Now, to be sure, there are some fairly huge differences between the two cases. Maracich v. Spears, unlike Maryland v. King, was not a “big” or closely watched case, except perhaps among auto dealers and trial lawyers, and it raised no Constitutional issues under the Fourth Amendment. Instead it was a narrow case of statutory construction involving the precise scope of the Driver’s Privacy Protection Act of 1994 (DPPA), which forbids outside access to drivers’ license databases operated by state DMVs except for one of a specified list of reasons. In general, DPPA forbids access to drivers’ identities for purposes of commercial solicitation (sending new car owners a coupon for a free car wash, for example). But it does permit queries for the purpose of preparing for legal proceedings, including specifically the “investigation” that may precede the filing of a lawsuit.
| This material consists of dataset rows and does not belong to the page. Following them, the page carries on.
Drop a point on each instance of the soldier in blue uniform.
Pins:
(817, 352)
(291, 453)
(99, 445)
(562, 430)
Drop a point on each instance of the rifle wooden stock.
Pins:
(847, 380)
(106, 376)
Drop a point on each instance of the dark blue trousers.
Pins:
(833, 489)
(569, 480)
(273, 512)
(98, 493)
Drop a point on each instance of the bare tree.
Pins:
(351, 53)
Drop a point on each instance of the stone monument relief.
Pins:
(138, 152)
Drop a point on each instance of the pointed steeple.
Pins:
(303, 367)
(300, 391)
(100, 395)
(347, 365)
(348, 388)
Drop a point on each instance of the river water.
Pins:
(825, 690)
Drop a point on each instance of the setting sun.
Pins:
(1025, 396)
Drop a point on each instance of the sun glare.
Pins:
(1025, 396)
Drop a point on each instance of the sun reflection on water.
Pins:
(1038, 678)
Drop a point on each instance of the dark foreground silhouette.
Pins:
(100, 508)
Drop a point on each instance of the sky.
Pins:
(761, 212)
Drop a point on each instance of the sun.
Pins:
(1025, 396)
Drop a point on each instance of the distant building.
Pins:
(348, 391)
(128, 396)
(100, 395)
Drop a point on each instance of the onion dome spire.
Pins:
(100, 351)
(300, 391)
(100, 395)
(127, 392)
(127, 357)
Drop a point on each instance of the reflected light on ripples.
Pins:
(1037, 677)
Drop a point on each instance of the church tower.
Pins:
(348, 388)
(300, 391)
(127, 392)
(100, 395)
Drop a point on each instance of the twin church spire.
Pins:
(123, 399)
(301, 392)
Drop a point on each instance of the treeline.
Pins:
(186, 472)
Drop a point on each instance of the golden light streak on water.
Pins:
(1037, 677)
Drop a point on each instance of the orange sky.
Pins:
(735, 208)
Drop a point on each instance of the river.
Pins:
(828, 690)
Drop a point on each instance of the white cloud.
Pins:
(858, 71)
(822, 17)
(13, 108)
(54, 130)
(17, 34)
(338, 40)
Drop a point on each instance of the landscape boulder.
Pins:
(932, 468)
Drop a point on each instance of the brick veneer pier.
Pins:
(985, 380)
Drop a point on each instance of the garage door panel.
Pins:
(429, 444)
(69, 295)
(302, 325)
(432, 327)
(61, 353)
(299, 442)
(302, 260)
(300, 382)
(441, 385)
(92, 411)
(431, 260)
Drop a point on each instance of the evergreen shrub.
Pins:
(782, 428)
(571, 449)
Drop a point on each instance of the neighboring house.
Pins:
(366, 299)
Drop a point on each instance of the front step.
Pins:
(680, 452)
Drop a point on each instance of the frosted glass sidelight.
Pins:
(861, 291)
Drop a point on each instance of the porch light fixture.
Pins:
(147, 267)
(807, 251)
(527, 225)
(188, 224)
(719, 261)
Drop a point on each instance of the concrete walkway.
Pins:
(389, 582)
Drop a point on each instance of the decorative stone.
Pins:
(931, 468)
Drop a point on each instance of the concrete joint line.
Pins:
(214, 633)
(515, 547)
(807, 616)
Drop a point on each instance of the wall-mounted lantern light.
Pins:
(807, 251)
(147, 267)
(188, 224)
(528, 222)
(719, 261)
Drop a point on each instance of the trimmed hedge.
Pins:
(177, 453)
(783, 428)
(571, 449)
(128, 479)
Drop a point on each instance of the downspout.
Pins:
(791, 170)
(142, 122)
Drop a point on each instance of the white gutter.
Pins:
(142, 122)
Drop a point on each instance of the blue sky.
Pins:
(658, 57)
So the question is: does it allow database queries by lawyers looking for contact information so as to solicit car owners to join a lawsuit against car dealers? Does a commercially motivated query that would otherwise not be okay become okay because solicitation can serve as a stage in lawyers’ preparation and “investigation” of a lawsuit?


When every single justice switches sides you may suspect that ideology has played some role, and you might be right. Plaintiffs’ lawyers as a class in certain ways serve as the police or prosecutors of the civil justice system, launching a stream of enforcement actions some of which prove valid and non-abusive and others not. A durable feature of the ideological split between conservatives and liberals in law is that Justices (and professors and news commentators) who are suspicious of the motives of police are often considerably less suspicious of the motives of plaintiff’s lawyers, and vice versa. Thus Justice Ginsburg’s dissent leans over backwards to give the lawyers the benefit of the doubt, pointing out that the suit against car dealers that was promoted by the solicitation did obtain a settlement (from which we are presumably to deduce that it had some merit under South Carolina consumer protection law) and suggests it could be too hard for judges to distinguish legitimate investigational queries from mere solicitation (though in the episode at hand the lawyers’ letter was blazoned with a prominent label “SOLICITATION,” which might be one clue). Similarly, Kennedy’s majority opinion (which ruled that solicitation as such was not protected under the investigational or “in-connection-with” exemptions and sent the case back for further consideration in light of that) likewise went out of its way to warn about letting private lawyers on fishing expeditions gain access to sensitive database information about drivers’ Social Security numbers or disability status, though there was no indication at all that the South Carolina lawyers had used or misused any such aspect of the data. 


As I say, Maracich by itself isn’t that big a deal, since if Congress thinks the Court has made DPPA too strict it can always go back to widen the exceptions a bit. But one can still daydream about a future bench equally sensitive to privacy menaces whether from police departments or the private bar.